El defensor argentino desató un polvorín en Londres y abre la puerta a una salida. ¿Nueva embestida del Atlético?
El Tottenham atraviesa una tormenta perfecta en la Premier. La derrota ante el Bournemouth hundió a los Spurs en la zona baja y dejó al descubierto una dinámica preocupante, con una sola victoria en seis partidos. El descontento saltó de la grada a los vestuarios y el ambiente ya es irrespirable.
En ese contexto, Cristian Romero decidió dar un paso al frente. El central y capitán del equipo pidió perdón a la afición y asumió responsabilidades, pero su mensaje no se quedó ahí. Sus palabras sonaron a liderazgo, sí, pero también a hartazgo acumulado.

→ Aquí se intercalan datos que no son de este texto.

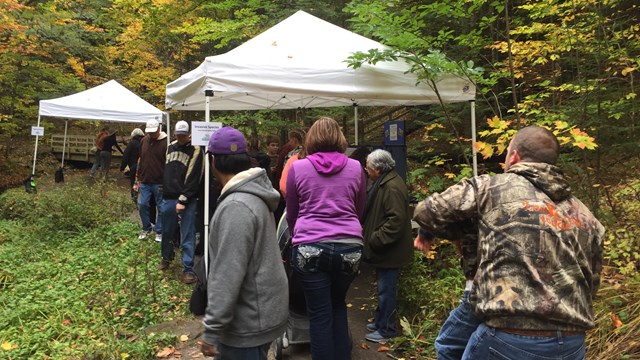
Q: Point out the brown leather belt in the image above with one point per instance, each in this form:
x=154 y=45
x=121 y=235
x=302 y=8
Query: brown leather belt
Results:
x=544 y=333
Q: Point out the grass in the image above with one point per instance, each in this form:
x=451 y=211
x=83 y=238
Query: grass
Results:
x=75 y=283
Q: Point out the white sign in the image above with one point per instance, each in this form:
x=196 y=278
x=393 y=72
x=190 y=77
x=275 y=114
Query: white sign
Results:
x=37 y=131
x=393 y=132
x=201 y=132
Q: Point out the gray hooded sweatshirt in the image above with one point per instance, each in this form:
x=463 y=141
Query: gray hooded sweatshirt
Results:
x=248 y=295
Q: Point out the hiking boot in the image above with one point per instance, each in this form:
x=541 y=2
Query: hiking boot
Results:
x=189 y=278
x=164 y=264
x=376 y=337
x=143 y=235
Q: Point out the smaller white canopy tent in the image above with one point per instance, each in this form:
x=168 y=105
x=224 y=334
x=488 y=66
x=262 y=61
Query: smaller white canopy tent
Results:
x=107 y=102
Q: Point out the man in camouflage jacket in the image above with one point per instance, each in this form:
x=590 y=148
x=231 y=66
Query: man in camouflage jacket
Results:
x=539 y=248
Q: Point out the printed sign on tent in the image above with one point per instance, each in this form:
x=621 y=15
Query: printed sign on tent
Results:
x=37 y=131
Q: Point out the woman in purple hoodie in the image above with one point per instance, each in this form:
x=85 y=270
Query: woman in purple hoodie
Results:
x=325 y=198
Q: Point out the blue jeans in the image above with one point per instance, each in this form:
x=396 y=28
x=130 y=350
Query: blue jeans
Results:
x=105 y=162
x=96 y=163
x=492 y=344
x=232 y=353
x=386 y=314
x=325 y=271
x=456 y=331
x=187 y=231
x=146 y=191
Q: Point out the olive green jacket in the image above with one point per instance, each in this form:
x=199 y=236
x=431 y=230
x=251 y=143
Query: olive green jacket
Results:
x=387 y=227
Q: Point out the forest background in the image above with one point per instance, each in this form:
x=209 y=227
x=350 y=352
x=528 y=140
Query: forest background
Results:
x=566 y=65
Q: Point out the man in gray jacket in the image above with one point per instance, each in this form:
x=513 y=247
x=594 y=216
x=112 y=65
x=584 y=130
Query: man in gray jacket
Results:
x=247 y=286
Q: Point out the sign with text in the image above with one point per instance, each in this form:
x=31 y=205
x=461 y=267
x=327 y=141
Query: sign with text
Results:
x=37 y=131
x=201 y=132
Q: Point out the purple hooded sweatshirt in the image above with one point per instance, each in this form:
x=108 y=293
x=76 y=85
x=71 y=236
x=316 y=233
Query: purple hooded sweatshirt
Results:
x=326 y=193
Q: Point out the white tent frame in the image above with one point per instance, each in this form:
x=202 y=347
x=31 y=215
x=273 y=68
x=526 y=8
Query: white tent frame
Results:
x=300 y=63
x=109 y=102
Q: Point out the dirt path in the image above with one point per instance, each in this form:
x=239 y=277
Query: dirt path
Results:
x=360 y=310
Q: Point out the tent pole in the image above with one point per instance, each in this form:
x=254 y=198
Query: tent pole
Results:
x=355 y=118
x=168 y=131
x=473 y=137
x=35 y=151
x=64 y=142
x=208 y=94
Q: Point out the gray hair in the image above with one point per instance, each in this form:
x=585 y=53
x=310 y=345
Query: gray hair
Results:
x=381 y=160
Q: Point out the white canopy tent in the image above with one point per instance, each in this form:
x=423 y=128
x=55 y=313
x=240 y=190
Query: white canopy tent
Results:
x=107 y=102
x=301 y=63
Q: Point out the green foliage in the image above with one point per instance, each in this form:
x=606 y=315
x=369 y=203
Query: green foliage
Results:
x=80 y=292
x=617 y=313
x=427 y=291
x=67 y=209
x=623 y=230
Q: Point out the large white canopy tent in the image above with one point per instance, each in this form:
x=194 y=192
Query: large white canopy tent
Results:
x=301 y=63
x=107 y=102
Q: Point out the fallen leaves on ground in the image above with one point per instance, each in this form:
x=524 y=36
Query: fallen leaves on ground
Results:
x=165 y=353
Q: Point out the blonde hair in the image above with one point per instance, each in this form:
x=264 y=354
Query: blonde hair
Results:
x=325 y=136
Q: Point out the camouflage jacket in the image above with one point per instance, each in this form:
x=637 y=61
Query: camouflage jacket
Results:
x=539 y=248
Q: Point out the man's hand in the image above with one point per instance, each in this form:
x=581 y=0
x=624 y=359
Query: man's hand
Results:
x=423 y=244
x=180 y=208
x=208 y=350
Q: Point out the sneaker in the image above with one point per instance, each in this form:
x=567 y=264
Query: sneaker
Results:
x=164 y=264
x=189 y=278
x=376 y=337
x=143 y=235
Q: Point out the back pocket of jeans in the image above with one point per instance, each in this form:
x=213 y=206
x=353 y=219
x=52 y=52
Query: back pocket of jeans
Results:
x=351 y=262
x=306 y=258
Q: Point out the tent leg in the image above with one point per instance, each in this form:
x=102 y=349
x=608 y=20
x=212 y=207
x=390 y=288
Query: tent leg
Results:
x=64 y=142
x=473 y=137
x=208 y=94
x=168 y=130
x=355 y=118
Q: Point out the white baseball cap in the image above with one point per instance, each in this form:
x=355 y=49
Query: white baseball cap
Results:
x=152 y=126
x=182 y=128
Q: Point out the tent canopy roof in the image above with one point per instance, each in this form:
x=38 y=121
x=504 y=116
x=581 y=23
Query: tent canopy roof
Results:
x=107 y=102
x=300 y=63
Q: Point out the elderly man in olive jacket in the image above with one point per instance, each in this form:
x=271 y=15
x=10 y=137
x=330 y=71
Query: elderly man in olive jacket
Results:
x=387 y=239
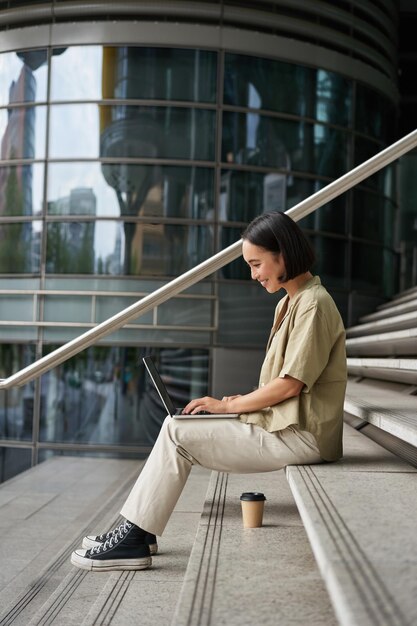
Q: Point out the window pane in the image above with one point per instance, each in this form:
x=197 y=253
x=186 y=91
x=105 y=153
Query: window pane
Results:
x=21 y=189
x=184 y=312
x=331 y=99
x=364 y=150
x=253 y=139
x=88 y=130
x=331 y=217
x=244 y=195
x=23 y=76
x=67 y=309
x=126 y=248
x=246 y=314
x=95 y=73
x=17 y=404
x=248 y=80
x=22 y=132
x=20 y=247
x=373 y=112
x=104 y=395
x=16 y=307
x=13 y=461
x=373 y=217
x=114 y=189
x=299 y=90
x=330 y=261
x=367 y=268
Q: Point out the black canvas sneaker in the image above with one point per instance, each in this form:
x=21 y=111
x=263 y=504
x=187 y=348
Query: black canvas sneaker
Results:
x=124 y=550
x=91 y=541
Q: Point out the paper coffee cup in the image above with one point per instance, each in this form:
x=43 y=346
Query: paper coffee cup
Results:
x=252 y=503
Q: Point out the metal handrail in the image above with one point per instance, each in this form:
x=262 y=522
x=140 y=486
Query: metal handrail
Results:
x=204 y=269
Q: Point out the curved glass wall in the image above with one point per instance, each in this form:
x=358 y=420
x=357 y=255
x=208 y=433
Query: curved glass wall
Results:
x=122 y=167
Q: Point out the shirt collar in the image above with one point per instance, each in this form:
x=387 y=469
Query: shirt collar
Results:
x=312 y=282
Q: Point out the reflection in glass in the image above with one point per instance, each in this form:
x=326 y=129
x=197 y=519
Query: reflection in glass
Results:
x=248 y=80
x=96 y=72
x=331 y=217
x=125 y=248
x=89 y=130
x=374 y=114
x=246 y=313
x=130 y=190
x=21 y=189
x=70 y=248
x=244 y=195
x=330 y=261
x=22 y=133
x=299 y=90
x=20 y=247
x=104 y=395
x=23 y=76
x=364 y=150
x=16 y=404
x=259 y=140
x=367 y=268
x=13 y=461
x=373 y=217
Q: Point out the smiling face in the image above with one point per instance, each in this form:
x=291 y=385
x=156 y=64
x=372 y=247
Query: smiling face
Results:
x=266 y=267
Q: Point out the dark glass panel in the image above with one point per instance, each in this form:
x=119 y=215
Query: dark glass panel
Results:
x=105 y=247
x=13 y=461
x=367 y=267
x=20 y=247
x=373 y=113
x=21 y=189
x=373 y=217
x=332 y=100
x=96 y=72
x=364 y=150
x=252 y=139
x=104 y=395
x=330 y=261
x=330 y=217
x=92 y=131
x=115 y=189
x=23 y=76
x=246 y=313
x=248 y=81
x=16 y=404
x=244 y=195
x=23 y=132
x=287 y=88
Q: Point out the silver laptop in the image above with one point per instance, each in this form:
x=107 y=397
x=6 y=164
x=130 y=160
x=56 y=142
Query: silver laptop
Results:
x=167 y=402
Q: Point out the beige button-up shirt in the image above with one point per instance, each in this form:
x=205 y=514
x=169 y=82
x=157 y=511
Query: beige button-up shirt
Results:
x=307 y=342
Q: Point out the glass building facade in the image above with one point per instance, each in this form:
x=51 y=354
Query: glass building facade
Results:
x=122 y=165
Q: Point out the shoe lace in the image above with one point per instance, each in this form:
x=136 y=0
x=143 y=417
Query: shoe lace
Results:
x=105 y=536
x=117 y=535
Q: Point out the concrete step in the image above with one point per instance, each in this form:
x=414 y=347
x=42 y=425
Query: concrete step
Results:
x=391 y=409
x=390 y=311
x=395 y=370
x=404 y=296
x=254 y=576
x=45 y=512
x=394 y=323
x=359 y=515
x=396 y=343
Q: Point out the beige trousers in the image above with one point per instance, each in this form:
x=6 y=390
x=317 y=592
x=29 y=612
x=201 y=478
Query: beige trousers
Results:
x=224 y=445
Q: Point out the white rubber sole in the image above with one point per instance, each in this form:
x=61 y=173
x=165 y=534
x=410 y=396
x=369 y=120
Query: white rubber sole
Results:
x=80 y=561
x=89 y=543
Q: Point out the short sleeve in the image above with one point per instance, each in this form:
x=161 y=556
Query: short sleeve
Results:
x=308 y=347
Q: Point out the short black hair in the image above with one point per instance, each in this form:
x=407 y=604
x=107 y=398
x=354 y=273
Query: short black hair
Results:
x=278 y=233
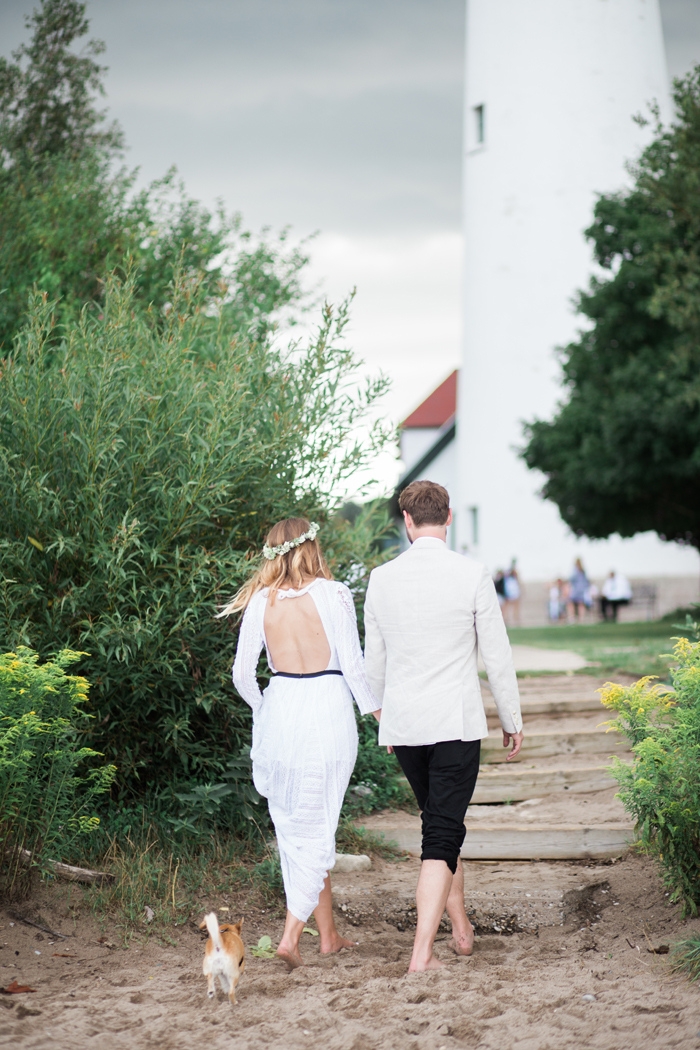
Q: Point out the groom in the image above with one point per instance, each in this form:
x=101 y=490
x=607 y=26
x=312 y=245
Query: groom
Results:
x=428 y=614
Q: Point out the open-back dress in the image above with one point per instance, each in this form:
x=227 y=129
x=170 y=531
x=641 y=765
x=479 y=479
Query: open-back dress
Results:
x=304 y=736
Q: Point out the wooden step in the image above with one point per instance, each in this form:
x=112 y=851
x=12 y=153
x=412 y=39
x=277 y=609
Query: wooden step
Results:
x=547 y=706
x=513 y=784
x=544 y=744
x=531 y=842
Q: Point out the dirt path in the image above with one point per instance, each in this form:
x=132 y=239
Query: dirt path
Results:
x=523 y=990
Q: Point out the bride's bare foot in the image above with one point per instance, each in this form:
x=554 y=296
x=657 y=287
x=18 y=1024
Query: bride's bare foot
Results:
x=336 y=943
x=432 y=964
x=290 y=957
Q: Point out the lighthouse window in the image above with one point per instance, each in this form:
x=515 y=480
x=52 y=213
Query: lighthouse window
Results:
x=479 y=124
x=474 y=525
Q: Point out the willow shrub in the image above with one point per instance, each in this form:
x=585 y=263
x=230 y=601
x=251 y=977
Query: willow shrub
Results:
x=661 y=789
x=142 y=461
x=49 y=782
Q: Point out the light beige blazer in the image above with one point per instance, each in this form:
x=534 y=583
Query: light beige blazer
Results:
x=428 y=613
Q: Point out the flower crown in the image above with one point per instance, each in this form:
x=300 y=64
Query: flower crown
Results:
x=283 y=548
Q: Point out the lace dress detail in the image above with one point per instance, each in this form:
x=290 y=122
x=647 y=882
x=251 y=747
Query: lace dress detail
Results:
x=304 y=738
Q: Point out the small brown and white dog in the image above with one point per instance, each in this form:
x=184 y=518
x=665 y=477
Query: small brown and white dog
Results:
x=224 y=957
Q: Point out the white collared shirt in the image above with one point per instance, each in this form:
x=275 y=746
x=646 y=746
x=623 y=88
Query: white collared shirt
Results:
x=428 y=613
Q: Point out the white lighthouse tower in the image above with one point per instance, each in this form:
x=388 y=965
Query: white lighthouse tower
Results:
x=551 y=90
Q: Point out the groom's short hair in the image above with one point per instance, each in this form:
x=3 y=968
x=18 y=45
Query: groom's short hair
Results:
x=426 y=502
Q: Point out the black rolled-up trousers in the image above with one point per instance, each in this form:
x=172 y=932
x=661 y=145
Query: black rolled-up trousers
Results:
x=443 y=777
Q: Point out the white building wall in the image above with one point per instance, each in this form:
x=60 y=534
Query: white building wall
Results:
x=558 y=82
x=415 y=442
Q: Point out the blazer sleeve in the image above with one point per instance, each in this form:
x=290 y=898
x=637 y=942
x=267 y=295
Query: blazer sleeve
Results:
x=251 y=641
x=349 y=654
x=494 y=648
x=375 y=648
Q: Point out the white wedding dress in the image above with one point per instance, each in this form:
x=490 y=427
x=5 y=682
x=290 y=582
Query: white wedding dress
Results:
x=304 y=737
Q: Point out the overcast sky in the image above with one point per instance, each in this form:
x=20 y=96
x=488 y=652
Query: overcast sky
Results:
x=342 y=117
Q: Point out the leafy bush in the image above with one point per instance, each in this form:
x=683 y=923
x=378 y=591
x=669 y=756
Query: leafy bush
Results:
x=377 y=780
x=661 y=789
x=142 y=461
x=48 y=782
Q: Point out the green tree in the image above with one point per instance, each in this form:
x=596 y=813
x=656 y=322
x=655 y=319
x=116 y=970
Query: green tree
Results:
x=69 y=214
x=142 y=461
x=622 y=454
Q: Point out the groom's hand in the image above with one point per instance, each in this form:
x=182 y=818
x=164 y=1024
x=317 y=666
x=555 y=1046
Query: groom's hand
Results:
x=517 y=743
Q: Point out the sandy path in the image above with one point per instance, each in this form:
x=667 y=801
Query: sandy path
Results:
x=523 y=990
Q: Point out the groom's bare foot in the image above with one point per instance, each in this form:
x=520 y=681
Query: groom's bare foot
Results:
x=336 y=944
x=290 y=957
x=463 y=943
x=420 y=967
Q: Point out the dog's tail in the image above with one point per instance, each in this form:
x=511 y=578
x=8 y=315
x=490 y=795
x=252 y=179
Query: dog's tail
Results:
x=212 y=926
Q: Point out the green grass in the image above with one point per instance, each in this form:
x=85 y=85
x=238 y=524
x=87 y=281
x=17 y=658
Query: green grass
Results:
x=632 y=649
x=685 y=958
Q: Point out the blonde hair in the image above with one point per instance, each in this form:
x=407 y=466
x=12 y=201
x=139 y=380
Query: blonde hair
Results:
x=287 y=570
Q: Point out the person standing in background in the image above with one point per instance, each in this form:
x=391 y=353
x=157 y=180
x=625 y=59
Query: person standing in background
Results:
x=616 y=591
x=511 y=585
x=579 y=590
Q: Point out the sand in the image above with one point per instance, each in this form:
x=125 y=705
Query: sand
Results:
x=566 y=930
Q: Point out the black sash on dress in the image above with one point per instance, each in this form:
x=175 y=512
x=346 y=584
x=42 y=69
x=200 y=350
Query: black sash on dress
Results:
x=314 y=674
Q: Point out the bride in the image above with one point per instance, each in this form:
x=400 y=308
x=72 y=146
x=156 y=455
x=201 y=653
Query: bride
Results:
x=304 y=736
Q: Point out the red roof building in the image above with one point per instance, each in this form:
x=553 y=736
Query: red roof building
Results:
x=438 y=408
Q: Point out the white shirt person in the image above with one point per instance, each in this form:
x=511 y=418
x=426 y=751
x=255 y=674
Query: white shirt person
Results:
x=428 y=614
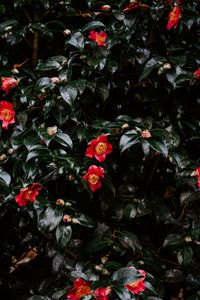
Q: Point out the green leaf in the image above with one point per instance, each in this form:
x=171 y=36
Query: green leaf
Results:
x=69 y=92
x=84 y=221
x=63 y=235
x=129 y=139
x=5 y=178
x=130 y=211
x=173 y=240
x=63 y=139
x=158 y=146
x=52 y=217
x=185 y=255
x=92 y=25
x=126 y=275
x=97 y=244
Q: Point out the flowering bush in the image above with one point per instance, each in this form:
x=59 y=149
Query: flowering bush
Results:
x=99 y=149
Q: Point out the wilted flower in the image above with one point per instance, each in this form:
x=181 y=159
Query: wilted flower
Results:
x=93 y=176
x=81 y=288
x=7 y=114
x=102 y=293
x=99 y=148
x=8 y=83
x=28 y=194
x=174 y=17
x=98 y=37
x=196 y=74
x=137 y=286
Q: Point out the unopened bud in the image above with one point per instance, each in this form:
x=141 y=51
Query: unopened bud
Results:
x=67 y=32
x=146 y=134
x=105 y=7
x=2 y=157
x=125 y=126
x=10 y=151
x=55 y=80
x=15 y=71
x=188 y=239
x=67 y=219
x=52 y=130
x=167 y=66
x=60 y=202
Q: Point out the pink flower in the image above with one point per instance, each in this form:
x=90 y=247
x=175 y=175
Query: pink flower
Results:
x=28 y=194
x=137 y=286
x=8 y=84
x=93 y=176
x=99 y=148
x=81 y=288
x=7 y=114
x=98 y=37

Ese ruido no pasa desapercibido en Madrid. Simeone sigue buscando un jefe para su defensa y Romero encaja como anillo al dedo en ese perfil de zaguero dominante, agresivo y con carácter. El Atlético necesita un mando firme atrás y el cordobés representa ese salto.
Dardos contra la directiva
El tono cambió cuando apuntó directamente a la cúpula dirigencial del equipo londinense. El Cuti denunció silencios prolongados y discursos oportunistas, encendiendo una mecha peligrosa en un vestuario ya tocado.
“En momentos como este, deberían ser otras personas que salgan a hablar, pero no lo hacen”, estalló el campeón del mundo contra la dirigencia, al tiempo que los atacó argumentando que solo aparecen cuando las cosas “van bien” y para decir “mentiras”.

¿Será la definitiva?
Los colchoneros ya intentaron una ofensiva por Cuti el verano pasado, pero chocaron con las pretensiones de los Spurs. Los ingleses pedían entre 90 y 100 millones de euros, contra los 55 que estaba dispuesto a alcanzar el Atleti. Nunca hubo ni un atisbo de esperanza para que la operación llegara a buen puerto.
El club rojiblanco rejuveneció los costados (Pubill y Hancko), pero el eje sigue siendo frágil. Giménez no logra continuidad física, al igual que Lenglet, y la zaga carece de un líder permanente. El Cuti ofrece jerarquía, salida de balón y una personalidad que ordena al resto.
En medio del terremoto que desató en el club, el contrato hasta 2029 convierte la operación en una jaula dorada. El Tottenham no regalará a su mejor defensor, pero la tensión interna puede abrir una puerta inesperada. Si Romero fuerza la situación, el Metropolitano aparece como destino natural.